As wonderful as honeypots may seem to some, a huge legal and privacy debate
rages on. It isn't quite clear where honeypots fall in terms of
legality in the United States. Our legal system here in the U.S. is based on
precedent, and since honeypots have only recently begun to gain popularity,
there currently is no precdent that I know of. Entrapment is also a concern
among some, but since entrapment involves getting someone to committ a crime
they otherwwise would not have, and crackers are most likely out looking to
break into something anyway, an entrapment defense might not work. However, I'm
no lawyer (thank god!!), so talk with someone who is before deploying one.
On the other hand, honeypots spark an intense privacy debate as well.
Here, honeypots may also fall under various other laws like the Fourth Amendment
of the U.S. Constitution, The Wiretap Act, The Pen/Trap Statue, and the Electronic
Communications Privacy Act (Spitzner p. 372 - 376).
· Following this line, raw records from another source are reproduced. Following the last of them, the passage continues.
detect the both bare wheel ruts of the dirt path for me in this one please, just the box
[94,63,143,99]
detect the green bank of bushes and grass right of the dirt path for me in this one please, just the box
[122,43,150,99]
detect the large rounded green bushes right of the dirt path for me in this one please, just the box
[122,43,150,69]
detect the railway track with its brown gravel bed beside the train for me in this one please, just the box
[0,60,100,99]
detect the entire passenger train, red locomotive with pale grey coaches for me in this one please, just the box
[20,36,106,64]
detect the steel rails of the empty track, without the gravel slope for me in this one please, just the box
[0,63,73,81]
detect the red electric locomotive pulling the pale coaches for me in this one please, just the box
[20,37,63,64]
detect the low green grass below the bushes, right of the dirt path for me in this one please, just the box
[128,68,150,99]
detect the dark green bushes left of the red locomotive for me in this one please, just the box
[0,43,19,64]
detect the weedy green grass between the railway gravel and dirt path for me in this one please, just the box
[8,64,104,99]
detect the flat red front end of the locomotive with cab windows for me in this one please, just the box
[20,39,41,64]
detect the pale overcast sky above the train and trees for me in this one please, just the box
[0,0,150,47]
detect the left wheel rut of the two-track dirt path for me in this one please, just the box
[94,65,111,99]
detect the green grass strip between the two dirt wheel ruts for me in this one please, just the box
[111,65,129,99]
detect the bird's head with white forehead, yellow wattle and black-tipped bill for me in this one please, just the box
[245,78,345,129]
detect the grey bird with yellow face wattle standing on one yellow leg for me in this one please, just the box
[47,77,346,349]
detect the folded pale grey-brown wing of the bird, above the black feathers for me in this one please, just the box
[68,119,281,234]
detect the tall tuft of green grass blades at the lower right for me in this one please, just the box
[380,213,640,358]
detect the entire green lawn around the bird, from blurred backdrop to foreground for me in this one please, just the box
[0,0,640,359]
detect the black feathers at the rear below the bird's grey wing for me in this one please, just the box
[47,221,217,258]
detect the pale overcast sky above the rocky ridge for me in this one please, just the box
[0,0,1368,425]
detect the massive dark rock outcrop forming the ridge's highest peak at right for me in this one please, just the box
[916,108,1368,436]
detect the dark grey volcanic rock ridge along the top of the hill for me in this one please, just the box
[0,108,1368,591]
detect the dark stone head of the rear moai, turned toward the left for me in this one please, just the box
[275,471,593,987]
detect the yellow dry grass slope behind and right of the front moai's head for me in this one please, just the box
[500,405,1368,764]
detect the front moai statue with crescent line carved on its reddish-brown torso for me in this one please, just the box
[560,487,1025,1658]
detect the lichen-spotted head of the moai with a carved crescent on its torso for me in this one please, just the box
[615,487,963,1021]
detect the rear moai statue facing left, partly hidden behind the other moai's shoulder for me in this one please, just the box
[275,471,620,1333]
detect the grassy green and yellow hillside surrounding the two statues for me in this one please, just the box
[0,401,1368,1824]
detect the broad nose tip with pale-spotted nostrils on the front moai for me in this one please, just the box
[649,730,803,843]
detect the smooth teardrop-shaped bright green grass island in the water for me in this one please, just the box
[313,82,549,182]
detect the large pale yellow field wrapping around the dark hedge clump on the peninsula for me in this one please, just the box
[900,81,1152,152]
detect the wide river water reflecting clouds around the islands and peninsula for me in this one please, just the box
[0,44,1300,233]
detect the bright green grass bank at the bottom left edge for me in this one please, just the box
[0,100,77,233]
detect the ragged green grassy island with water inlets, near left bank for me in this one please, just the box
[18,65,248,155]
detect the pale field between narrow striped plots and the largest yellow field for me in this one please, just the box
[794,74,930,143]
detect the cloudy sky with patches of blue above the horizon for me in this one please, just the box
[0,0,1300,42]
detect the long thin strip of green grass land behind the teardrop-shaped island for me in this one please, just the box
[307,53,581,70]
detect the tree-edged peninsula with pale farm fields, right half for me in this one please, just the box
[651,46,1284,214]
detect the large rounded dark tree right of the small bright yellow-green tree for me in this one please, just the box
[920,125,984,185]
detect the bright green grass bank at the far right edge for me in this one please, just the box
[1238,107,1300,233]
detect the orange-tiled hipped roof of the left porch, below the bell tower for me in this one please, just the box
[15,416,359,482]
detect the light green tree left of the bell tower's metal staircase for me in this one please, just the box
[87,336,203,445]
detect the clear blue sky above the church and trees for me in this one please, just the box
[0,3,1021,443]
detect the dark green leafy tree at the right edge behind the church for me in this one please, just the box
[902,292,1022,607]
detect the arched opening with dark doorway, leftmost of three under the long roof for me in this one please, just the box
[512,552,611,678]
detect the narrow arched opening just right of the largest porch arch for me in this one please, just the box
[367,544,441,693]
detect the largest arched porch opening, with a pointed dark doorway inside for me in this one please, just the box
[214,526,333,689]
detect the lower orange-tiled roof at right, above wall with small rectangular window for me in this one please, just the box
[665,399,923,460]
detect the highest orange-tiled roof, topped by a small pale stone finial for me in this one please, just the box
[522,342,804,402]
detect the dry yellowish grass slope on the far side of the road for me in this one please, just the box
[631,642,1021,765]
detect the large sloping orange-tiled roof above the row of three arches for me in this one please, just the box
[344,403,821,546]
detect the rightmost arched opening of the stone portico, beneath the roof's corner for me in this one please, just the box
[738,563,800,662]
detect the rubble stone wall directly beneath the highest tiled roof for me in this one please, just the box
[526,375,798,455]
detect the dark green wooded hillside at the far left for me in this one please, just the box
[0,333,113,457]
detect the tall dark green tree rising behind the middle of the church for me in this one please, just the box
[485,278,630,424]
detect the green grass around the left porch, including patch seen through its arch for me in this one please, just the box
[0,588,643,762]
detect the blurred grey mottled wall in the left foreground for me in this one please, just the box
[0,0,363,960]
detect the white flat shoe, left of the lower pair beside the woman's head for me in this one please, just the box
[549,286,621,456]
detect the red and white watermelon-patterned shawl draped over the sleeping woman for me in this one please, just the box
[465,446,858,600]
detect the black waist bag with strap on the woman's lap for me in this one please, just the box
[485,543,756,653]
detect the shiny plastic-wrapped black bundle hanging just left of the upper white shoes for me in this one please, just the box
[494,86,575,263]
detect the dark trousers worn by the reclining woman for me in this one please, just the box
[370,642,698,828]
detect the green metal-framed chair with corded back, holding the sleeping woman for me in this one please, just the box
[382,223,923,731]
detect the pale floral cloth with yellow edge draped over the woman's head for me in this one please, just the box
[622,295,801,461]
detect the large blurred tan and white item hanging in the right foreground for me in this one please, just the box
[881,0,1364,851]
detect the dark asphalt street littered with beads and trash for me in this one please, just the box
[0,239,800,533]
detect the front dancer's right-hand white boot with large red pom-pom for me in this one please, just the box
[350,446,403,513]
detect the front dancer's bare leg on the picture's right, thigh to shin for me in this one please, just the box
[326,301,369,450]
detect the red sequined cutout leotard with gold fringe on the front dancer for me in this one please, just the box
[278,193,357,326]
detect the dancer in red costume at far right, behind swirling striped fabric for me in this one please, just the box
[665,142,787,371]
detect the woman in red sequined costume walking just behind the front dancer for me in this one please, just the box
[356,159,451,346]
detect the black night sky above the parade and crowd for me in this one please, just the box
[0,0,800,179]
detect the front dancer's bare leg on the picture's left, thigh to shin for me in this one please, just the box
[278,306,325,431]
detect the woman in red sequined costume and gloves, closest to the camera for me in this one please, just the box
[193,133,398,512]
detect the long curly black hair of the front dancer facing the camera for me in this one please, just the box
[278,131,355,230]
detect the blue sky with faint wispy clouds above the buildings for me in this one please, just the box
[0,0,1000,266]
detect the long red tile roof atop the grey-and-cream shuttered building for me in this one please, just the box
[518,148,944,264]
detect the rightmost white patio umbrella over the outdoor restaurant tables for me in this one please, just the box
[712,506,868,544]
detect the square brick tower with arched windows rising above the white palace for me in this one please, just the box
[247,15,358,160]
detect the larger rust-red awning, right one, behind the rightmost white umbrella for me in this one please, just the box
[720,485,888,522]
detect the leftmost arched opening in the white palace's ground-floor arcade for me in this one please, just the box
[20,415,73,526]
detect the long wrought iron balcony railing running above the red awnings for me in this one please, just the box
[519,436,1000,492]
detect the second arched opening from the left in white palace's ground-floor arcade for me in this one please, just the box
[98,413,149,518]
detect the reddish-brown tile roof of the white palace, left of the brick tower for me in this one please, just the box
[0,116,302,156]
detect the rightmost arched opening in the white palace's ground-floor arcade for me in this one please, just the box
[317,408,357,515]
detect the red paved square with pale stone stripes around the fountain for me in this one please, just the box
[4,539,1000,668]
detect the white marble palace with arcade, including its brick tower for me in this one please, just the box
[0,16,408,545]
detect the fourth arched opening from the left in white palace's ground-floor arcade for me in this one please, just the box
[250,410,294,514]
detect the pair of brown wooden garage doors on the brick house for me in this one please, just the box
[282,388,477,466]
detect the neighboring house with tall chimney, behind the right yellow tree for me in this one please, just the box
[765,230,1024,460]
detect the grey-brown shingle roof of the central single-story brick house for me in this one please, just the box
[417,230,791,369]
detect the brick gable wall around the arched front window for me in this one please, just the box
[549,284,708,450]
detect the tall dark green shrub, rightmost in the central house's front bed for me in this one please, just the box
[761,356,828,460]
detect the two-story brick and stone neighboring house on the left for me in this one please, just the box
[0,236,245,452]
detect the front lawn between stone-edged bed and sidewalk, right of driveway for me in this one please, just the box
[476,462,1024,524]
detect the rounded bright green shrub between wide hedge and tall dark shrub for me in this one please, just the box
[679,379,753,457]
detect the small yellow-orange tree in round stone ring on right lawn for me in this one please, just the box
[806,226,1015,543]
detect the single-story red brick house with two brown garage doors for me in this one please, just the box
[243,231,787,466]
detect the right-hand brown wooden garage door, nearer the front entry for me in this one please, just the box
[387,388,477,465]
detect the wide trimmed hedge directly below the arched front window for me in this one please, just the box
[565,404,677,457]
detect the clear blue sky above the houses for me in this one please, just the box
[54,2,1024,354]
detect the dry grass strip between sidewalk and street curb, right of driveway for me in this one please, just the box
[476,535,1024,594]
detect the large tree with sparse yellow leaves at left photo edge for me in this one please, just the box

A major concern among some
is that attackers, once they break in to a honeypot, may not know that they are
being monitored. Apparently, they would then go chat with their buddies and others, on IRC or whatnot, thinking they have secure communications. Suggestions have been made to add disclaimers on log-in screens that basically say "On this system, you'll be monitored and by logging in you agree to let yourself be monitored" so that attackers may have a
chance to know that they're being monitored. But like I said earlier, for you security professionals out there, consult a laywer before deploying a honeypot on your organization's network. It could save you a mess of legal headaches later on.
Honeypots are available to install on a wide variety of operating systems, including Windows, and the various Linux and Unix flavors. They are quickly gaining popularity in many organizations and I am sure that we will see them again in the near future. Soon, deceiving a potential attacker will be just as important as detecting and preventing one. Like anything though, in order for them to operate with maximum efficency, they must
be carefully maintained and administered.
** Works Cited **
Lemos, Robert. "Honeypots Get Stickier for Hackers". CNET News.com
http://news.cnet.com/2100-1009-996574.html. April 11, 2003
Spitzner, Lance. "Honeypots: Tracking Hackers" Addison-Wesley. 2003.